Codex Security: OpenAI's AI Agent Hunts Bugs
OpenAI launches Codex Security in research preview — an autonomous agent that discovers, validates, and patches code vulnerabilities. It already found 14 CVEs in OpenSSH, GnuTLS, and Chromium.
An AI agent just found a critical authentication bypass in GOGS, a heap buffer overflow in GnuTLS, and a stack buffer overflow in gpg-agent. Fourteen CVEs and counting — all discovered by Codex Security, OpenAI's new application security agent that shipped in research preview on March 6.
The pitch is simple: point it at a codebase, and it reads the code the way a human security researcher would. It builds a threat model, hunts for vulnerabilities, validates them in sandboxed environments, and proposes patches. Not the kind of static analysis that flags every unused variable — the kind that finds real, exploitable bugs in production systems like OpenSSH and Chromium.
How It Actually Works
Codex Security evolved from Project Aardvark, which ran as a private beta last year. The workflow is three stages. First, it analyzes your repository and generates an editable threat model — a map of what the system does, what it trusts, and where it's exposed. Second, it uses that threat model as context to search for vulnerabilities, pressure-testing findings in sandboxed environments to distinguish real issues from noise. Third, it proposes patches grounded in system-specific context, so fixes align with surrounding behavior rather than blindly plugging holes.
The threat model is the critical piece. Most AI security tools scan code in isolation, which is why they drown you in false positives. Codex Security knows what your application actually does — which endpoints handle authentication, which data stores contain sensitive information, where trust boundaries exist — and uses that context to prioritize findings by real-world impact.
The Numbers So Far
Over the last 30 days of beta testing, Codex Security scanned more than 1.2 million commits across external repositories. It flagged 792 critical findings and 10,561 high-severity findings. Critical issues appeared in under 0.1% of scanned commits — a signal-to-noise ratio that actually respects a security team's time.
OpenAI claims an 84% reduction in noise on repeated scans of the same repos, with false positive rates cut by more than 50% and over-reported severity reduced by more than 90%. The agent also learns from your feedback: adjust the criticality of a finding, and it refines the threat model for subsequent runs.
| Spec | Detail |
|---|---|
| Origin | Evolved from Project Aardvark |
| CVEs found | 14 assigned (OpenSSH, GnuTLS, GOGS, Chromium, PHP, libssh, gpg-agent) |
| Beta stats (30 days) | 1.2M commits scanned, 792 critical / 10,561 high-severity findings |
| Noise reduction | 84% less noise, 50%+ fewer false positives, 90%+ reduction in over-reported severity |
| Availability | Research preview via Codex web — ChatGPT Pro, Enterprise, Business, Edu |
| Pricing | Free usage for the first month |
Who Gets It?
Codex Security is rolling out now to ChatGPT Pro, Enterprise, Business, and Edu customers through Codex web. Usage is free for the next month — OpenAI hasn't announced post-preview pricing yet.

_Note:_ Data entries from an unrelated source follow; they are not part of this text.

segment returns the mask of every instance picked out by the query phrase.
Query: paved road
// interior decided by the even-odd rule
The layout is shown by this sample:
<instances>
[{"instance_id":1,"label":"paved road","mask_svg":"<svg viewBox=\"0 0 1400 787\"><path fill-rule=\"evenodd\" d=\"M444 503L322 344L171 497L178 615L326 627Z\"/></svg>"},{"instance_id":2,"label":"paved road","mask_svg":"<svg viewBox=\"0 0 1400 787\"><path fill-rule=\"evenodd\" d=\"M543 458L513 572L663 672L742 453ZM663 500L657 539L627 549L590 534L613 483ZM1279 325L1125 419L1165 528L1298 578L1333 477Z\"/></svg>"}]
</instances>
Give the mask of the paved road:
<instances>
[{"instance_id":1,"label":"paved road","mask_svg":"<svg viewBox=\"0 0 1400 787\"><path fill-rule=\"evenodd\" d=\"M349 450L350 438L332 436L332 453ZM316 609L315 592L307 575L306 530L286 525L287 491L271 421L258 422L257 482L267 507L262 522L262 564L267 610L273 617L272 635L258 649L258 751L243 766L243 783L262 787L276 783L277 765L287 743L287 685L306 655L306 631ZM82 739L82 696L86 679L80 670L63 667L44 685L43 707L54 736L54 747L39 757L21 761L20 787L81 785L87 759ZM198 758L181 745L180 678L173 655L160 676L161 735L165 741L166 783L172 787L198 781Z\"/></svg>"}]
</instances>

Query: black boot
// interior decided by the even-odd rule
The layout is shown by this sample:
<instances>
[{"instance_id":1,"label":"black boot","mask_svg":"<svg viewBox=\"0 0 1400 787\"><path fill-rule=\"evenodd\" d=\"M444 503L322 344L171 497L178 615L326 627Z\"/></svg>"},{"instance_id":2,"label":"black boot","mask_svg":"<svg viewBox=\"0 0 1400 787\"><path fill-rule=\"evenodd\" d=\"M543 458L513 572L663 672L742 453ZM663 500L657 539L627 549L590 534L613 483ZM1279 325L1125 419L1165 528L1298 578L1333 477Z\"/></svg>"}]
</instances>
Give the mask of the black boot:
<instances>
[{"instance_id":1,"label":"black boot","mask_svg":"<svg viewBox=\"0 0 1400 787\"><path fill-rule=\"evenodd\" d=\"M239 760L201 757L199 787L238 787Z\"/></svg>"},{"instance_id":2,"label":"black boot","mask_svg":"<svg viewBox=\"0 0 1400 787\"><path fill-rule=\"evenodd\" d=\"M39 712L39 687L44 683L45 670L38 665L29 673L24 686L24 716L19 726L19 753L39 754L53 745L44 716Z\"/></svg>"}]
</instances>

There's also an open-source angle. OpenAI has been scanning the open-source dependencies it relies on and reporting high-confidence vulnerabilities to maintainers. The company is onboarding an initial cohort of open-source maintainers into "Codex for OSS," which provides free ChatGPT Pro and Plus accounts, code review access, and Codex Security scans. Projects like vLLM are already using it as part of their regular workflow.
Does Security Need Another Scanner?
Every enterprise security team already runs Snyk, SonarQube, Semgrep, or some combination. The pitch for Codex Security isn't that it replaces those tools — it's that agentic reasoning catches what pattern-matching misses. A cross-tenant auth bypass doesn't show up in a CVE database until someone finds it. An SSRF that only works because of how your specific middleware chains requests won't trigger a static analysis rule.
NETGEAR's head of product security called it like working with "an experienced product security researcher." That's the right frame — it's less a scanner and more an autonomous researcher you can assign to your codebase. Whether it justifies its cost after the free month ends will depend on how many teams discover their own version of those GnuTLS heap overflows. If you're shipping code with GPT-5.4 or using Symphony to generate PRs autonomously, having an equally autonomous agent reviewing the output for security holes is the obvious next step.